Der Matapalo braucht Jahre, um einen Baum auszuhöhlen. Der Maicero, der Feuer legt, lichtet in wenigen Sekunden einen Wald.

Und welch einen Wald! Kostbarstes Edelholz, heilkräftige Pflanzen ohne Zahl! Wie der Bandenkrieg unter den Männern aufräumt, so räumt der Maicero unter den Bäumen auf. Rauch, schwelende Stümpfe und ein Aschenmeer.

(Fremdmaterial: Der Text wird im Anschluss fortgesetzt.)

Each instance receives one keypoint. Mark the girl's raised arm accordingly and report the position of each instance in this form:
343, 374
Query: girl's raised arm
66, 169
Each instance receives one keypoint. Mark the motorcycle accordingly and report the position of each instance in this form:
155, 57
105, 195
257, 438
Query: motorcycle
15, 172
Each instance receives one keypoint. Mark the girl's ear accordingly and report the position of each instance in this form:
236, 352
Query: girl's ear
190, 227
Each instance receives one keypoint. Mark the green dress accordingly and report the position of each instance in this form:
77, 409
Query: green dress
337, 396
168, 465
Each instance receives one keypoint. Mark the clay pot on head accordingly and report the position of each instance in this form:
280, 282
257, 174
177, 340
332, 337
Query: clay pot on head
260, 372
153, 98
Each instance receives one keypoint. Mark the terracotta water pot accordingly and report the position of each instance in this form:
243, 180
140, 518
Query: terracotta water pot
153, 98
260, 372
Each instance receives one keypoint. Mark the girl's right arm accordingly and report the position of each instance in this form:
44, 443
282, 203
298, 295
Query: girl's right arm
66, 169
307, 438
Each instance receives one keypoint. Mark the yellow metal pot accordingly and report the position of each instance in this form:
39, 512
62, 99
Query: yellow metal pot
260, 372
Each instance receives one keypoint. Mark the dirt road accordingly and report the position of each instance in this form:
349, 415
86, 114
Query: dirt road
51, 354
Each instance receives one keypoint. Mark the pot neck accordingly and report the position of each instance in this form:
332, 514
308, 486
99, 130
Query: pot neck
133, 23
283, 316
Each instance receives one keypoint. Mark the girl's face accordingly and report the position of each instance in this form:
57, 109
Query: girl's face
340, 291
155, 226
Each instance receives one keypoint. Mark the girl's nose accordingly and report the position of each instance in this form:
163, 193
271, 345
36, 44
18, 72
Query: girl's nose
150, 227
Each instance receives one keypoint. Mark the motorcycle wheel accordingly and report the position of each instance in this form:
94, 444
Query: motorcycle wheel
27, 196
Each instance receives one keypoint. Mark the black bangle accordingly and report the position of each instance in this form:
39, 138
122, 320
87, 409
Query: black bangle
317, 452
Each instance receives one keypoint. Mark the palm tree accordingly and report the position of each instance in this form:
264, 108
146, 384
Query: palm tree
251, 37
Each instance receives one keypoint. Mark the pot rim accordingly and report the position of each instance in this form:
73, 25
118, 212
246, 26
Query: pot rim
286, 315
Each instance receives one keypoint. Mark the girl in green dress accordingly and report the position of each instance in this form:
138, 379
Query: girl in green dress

Wäre es noch Hunger, was ihn triebe!

Doch nein, er will ein Geschäft machen. Und machte er es wenigstens auf eigene Rechnung! Aber der halbe Gewinn gehört dem Landherrn, der ihn oft genug auch noch um seinen Anteil betrügt. Mais macht den Boden arm und niemanden reich – weder den Herrn noch den Pächter. Ausgesät, um am Leben zu erhalten, ist er geheiligte Nahrung, denn der Mensch wurde aus dem Maiskorn erschaffen. Ausgesät, um Geld einzubringen, bedeutet er Hungersnot für den Menschen, der aus dem Maiskorn erschaffen wurde.

Der rote Stab, den man am Ort des Überflusses aufpflanzt, wo die Freien sich um ihren Kaziken sammeln, Frauen mit ihren Kindern, Männer mit ihren Frauen … er wird nie Wurzeln schlagen in solchen Maisäckern, mögen sie auch noch so geil wuchern.

Die Kraft des Bodens ist rasch erschöpft, der Maicero muß wandern mit seinem Mais, bis er selbst nur noch eine arme, bleiche Maisähre ist inmitten eines fetten Landes, das so gut wäre für andere Saaten.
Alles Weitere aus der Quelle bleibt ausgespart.